The hacking's an interesting twist the first few times you use it, but the shooting in Watch Dogs is just as subpar as I've come to expect from open-world games.
On a smaller scale, Watch Dogs takes up residence in Chicago. Commendations to those who recreated Chicago--I don't know the city as well as, say, Los Angeles, but Watch Dogs sells its incarnation of Chicago hard. One of my favorite features ended up being the in-game take on Foursquare; you can "check in" at landmarks and in the process receive a brief history lesson about the location. It's a more logical version of Assassin's Creed's locale data, which I've always enjoyed.
But the overarching story in Watch Dogs is just bland. Aiden Pearce, a hacker/criminal, is on a quest for vengeance after a job gone wrong left his niece dead. It's a tale that's been told and retold so many times you can see the footprints all across its face.
It's not that a tale retold is necessarily bad. Heck, it's video games. Most of our stories are middling at best--and it's here that Watch Dogs resides. Aiden Pearce and his self-righteous quest for revenge (tinged every once in a while with "Oh no, what have I done?") is the most boring story since Assassin's Creed III's tale of Connor, who was on a quest for vengeance after some other MacGuffin left his mother dead.
Along the way, relationships will be betrayed and secrets revealed and plot twists unveiled with all the hitting power of a foam baseball bat, as most "twists" are telegraphed hours ahead of time. Characters you're never given a reason to care about have things happen to them. Occasionally you'll forget a character's name. Sometimes bad things happen and the sad music starts playing.

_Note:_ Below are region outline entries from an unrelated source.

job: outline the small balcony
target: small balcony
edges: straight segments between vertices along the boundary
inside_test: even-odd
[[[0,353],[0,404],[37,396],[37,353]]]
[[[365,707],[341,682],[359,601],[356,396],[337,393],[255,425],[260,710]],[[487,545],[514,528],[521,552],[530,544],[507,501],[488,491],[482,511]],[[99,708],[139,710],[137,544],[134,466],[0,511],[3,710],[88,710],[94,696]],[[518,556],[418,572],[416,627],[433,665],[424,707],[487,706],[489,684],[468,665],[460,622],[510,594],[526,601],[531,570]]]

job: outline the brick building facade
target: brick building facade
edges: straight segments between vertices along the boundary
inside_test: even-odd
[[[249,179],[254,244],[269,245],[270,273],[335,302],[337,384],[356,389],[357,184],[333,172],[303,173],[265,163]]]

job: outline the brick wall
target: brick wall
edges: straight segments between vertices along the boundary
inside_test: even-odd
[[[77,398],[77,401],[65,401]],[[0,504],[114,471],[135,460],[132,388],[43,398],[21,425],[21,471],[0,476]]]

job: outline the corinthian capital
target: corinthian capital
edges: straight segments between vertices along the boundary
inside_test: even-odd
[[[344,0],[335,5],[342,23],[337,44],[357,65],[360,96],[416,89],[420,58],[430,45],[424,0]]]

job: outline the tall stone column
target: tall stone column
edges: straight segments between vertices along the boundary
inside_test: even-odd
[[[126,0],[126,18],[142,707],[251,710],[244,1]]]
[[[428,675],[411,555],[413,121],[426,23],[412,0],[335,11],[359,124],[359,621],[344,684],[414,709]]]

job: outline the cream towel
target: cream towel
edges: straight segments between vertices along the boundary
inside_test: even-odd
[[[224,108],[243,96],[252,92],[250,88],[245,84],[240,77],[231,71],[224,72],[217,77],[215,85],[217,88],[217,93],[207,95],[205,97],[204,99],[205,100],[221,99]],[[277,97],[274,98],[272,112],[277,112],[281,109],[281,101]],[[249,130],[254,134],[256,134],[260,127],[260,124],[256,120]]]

I just don't even know what to say about Watch Dogs. The game is long to start with, feels somehow even longer, and at the end you're left with an utterly forgettable storyline and a handful of amazing "Remember when that street blew up?" moments.
The other differentiating factor with Watch Dogs is the online component. The most obvious of these is the "Hacking" sidequest.
Once in a while you'll trigger a bounty on your head, allowing other players to invade your game and try to steal your information. You, in return, are charged with killing them before they can escape. Invaders must blend with the crowd of computer-controlled characters, allowing them to meld into the crowd and evade notice. Of course, this also works in reverse; you can invade other players' games and do the same.
It's an interesting mechanic that I mostly found myself annoyed by--the missions always seemed to trigger right when I was in the middle of something important, like trying to unlock the next ctOS tower. Next thing I knew someone had invaded and I'd need to stop what I was doing, take care of the problem, and then try to resume my earlier actions.